Braumeister Florian Auracher filtert Hopfenstückchen aus dem gärenden Bier. Ein händischer Arbeitsschritt, den viele große Industriebrauereien ausließen, sagt Vorstandsvorsitzender August Maerz. Das mache das Bier bitterer und schlechter bekömmlich. (Foto: Manfred Neubauer/SZ)

Der 19. März war einst ein bayerischer Feiertag zum Gedenken an den heiligen Josef, und ein beliebter Ausflugstag bei Zimmererbetrieben. "Aus diesem Feiertag hat sich am Reutberg eine ganze Festwoche entwickelt", sagt Maerz. Die Reutberger Brauerei braut dafür ein eigenes Starkbier, den Josefibock. Die 5300 Genossen versammeln sich zu diesem Anlass jedes Jahr im Bierzelt und wählen traditionsgemäß zwei der sechs Aufsichtsräte und einen der drei Vorstände.
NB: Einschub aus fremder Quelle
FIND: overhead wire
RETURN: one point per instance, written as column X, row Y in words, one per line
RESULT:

Bereits in den vergangenen zwei Jahren fiel die Versammlung coronabedingt aus. "Wenn wir heuer nicht wählen können, dann haben sich die Wahlen um eine ganze Periode verschoben", sagt Maerz. Bereits jetzt ist es eigentlich schon zu spät, um das Fest noch bis März zu organisieren. Man mache sich Gedanken über Alternativen, schreibt Maerz in seinem Brief an die Mitglieder. "Diese reichen von einer Versammlung in Form von Autokinos bis hin zu einer brieflichen Generalversammlung." Überzeugt klingt er dabei allerdings nicht.